Patients are a virtue
As well as being put to good use in the diagnostics field of medicine, a separate branch of AI – natural language processing (NLP), which is concerned with the interactions between computers and human language, and in particular how to programme computers to process and analyse large amounts of natural language data – is being used by healthcare professionals to train the doctors of the future. At this year’s virtual Robotics & Innovation Conference, Dr Tony Young, national clinical lead for innovation at NHS England, successfully showcased the potential power of NLP via a simulated encounter with an AI-powered patient.

“Many people have come up with the AI doctor, but actually, if you learn the questions that doctors are asking patients, perhaps you can generate a huge data set that will allow you to actually be a much better medical professional,” says Young.

During the live demo, Young was able to ask AI-powered patient ‘Sabine’ a series of questions about her symptoms and concerns. Her responses enabled Young to ask further probing questions to get to the root of the problem.According to Young, this solution could enable medical students to practice patient interactions without leaving the lecture hall or classroom.

“Imagine being able to train the next generation of doctors with patients who are loaded with all the right diagnostic criteria,” he says. “That right there unlocks artificial intelligence assistance, not just in the surgical procedure itself, but in the wider experience.” This is just one piece of AI kit that the NHS has invested in following funding from the UK Department of Health (DoH), which Young describes as “putting its money where its mouth is”.

The DoH has pledged £140m over the next four years for the NHS AI Lab, which, since September 2020, has awarded 80 grants to innovative AI start-ups related to healthcare. A third round was launched this June with Simon Stevens, chief executive of NHS England, stating: “Our message to developers worldwide is clear – the NHS is ready to help you test your innovations and ensure our patients are among the first in the world to benefit from new AI technologies.”

It’s good to talk
AI and NPL are also being deployed by Woebot Health, an Irish start-up developing a digital coach that helps people identify and cope with various mental health challenges, including stress, anxiety and depression. Joe Gallagher, vice president of product at Woebot Health, explains that the platform uses these techniques “so it can safely deliver the right intervention to the right person at the right time”. Its tailoring algorithm personalises the experience according to the user’s mood, the description of the problem at hand, and their progress through the programme to date.

In the quickly “shifting and episodic” world of mental health, Woebot believes digital therapeutics can integrate into the healthcare ecosystem to plug the gaps along the healthcare journey. Described as a “relational agent”, the platform works to build a trusted relationship with people, making it more than simply a chatbot.

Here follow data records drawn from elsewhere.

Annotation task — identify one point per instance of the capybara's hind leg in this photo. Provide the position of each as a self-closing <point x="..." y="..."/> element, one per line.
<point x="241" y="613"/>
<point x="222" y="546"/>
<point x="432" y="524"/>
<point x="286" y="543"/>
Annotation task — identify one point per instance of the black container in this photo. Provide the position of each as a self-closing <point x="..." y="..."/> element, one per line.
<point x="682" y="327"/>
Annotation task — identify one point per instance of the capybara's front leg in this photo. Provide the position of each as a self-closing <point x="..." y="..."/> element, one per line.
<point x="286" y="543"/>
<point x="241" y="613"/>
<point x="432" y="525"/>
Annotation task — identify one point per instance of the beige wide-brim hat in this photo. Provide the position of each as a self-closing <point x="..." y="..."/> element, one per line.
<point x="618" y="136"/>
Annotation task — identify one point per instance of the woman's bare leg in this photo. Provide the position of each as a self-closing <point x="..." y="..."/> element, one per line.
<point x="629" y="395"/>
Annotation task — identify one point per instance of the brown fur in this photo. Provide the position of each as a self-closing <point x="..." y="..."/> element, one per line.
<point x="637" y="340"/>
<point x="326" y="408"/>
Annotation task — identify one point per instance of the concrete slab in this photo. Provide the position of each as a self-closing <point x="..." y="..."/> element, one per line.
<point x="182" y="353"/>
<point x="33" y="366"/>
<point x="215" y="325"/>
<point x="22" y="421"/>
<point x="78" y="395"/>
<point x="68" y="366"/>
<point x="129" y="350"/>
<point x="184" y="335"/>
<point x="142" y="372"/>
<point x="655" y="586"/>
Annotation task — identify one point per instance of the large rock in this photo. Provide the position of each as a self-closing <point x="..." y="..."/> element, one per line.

“Woebot builds trust by building a bond with users,” says Gallagher. “Bond – or therapeutic alliance in clinical terms – reflects the rapport that develops between client and therapist. Bond gives rise to authentic disclosure and really meaningful engagement. The failure of technology to be able to develop a bond with people has been used as the reason why technology is never going to be as efficacious as humans.”

The company’s latest study, published in JMIR Formative Research and involving 36,070 users, looked to change this point of view. It highlighted that not only can Woebot quickly form a human level bond with people, but that bond also doesn’t appear to erode over time. “That was something that was not considered possible before,” says Gallagher. “The study marks a future in which digital mental health solutions can have a crucial place in a comprehensive ecosystem of care.”